Walter, now very near to Michelle and Skip, recounts a tale from his experience in the war, in which he encountered soldiers who had been influenced by the Intercerebral Intelligence to reproduce in order to manifest a physical form for the conscience. He notes that the Intercerebral Intelligence created at least one successful pregnancy during the war, producing a child that bore a nonhuman genome, and an organization called the Convergence seeks to spread this genome. It is revealed that the sole child of the intelligence, Christopher, must be found in order to combat the Intercerebral Intelligence. He views Christopher as a threat, and likely intends to kill him.

Michelle locates Christopher, who has been piloting her drone companion through a Neurocaster, in a house in the town of Point Linden, on the tip of Cape Victory. Walter approaches the house, but is killed by a monstrous drone.

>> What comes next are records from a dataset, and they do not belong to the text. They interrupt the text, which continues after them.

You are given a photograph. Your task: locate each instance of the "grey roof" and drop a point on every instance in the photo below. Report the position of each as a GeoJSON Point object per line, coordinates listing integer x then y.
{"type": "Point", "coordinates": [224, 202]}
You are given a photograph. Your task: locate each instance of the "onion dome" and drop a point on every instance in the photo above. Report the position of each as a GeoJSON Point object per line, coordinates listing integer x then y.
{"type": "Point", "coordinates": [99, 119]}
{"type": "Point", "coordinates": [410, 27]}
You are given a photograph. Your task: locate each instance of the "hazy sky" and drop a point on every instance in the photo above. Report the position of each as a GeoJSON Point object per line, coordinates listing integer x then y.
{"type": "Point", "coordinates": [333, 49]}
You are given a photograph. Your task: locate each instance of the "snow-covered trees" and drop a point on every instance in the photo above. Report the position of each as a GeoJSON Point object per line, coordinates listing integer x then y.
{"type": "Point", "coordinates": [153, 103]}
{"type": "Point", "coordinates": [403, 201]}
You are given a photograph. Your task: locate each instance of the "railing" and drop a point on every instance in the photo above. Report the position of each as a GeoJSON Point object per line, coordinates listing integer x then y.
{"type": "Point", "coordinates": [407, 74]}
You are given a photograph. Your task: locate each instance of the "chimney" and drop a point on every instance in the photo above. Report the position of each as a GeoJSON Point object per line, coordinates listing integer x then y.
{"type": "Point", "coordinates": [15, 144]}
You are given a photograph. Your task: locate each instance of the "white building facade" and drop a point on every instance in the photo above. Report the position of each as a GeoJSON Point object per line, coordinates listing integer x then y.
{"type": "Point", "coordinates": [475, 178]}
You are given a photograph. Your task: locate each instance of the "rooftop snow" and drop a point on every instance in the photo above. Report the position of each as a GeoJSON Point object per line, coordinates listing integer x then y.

Michelle takes Christopher to a nearby convenience store, where she worries that, like Birgitte, Christopher will die if she removes his Neurocaster.

The Sea

Michelle then takes him and the car, with her kayak in tow, to the ocean. She eventually did remove the Neurocaster, which sits abandoned alongside the drone on the beach. The kayak is nowhere to be seen. Michelle and Christopher's fates are unclear, but it appears as though Michelle has embarked on the kayak into the ocean.

== Reception ==
Critics at NPR and New York Journal of Books gave positive reviews.

It received starred reviews from both Booklist and Publishers Weekly, where it was praised for the illustrations, writing, and structure of the graphic novel.

NPR named it one of the best books of 2018.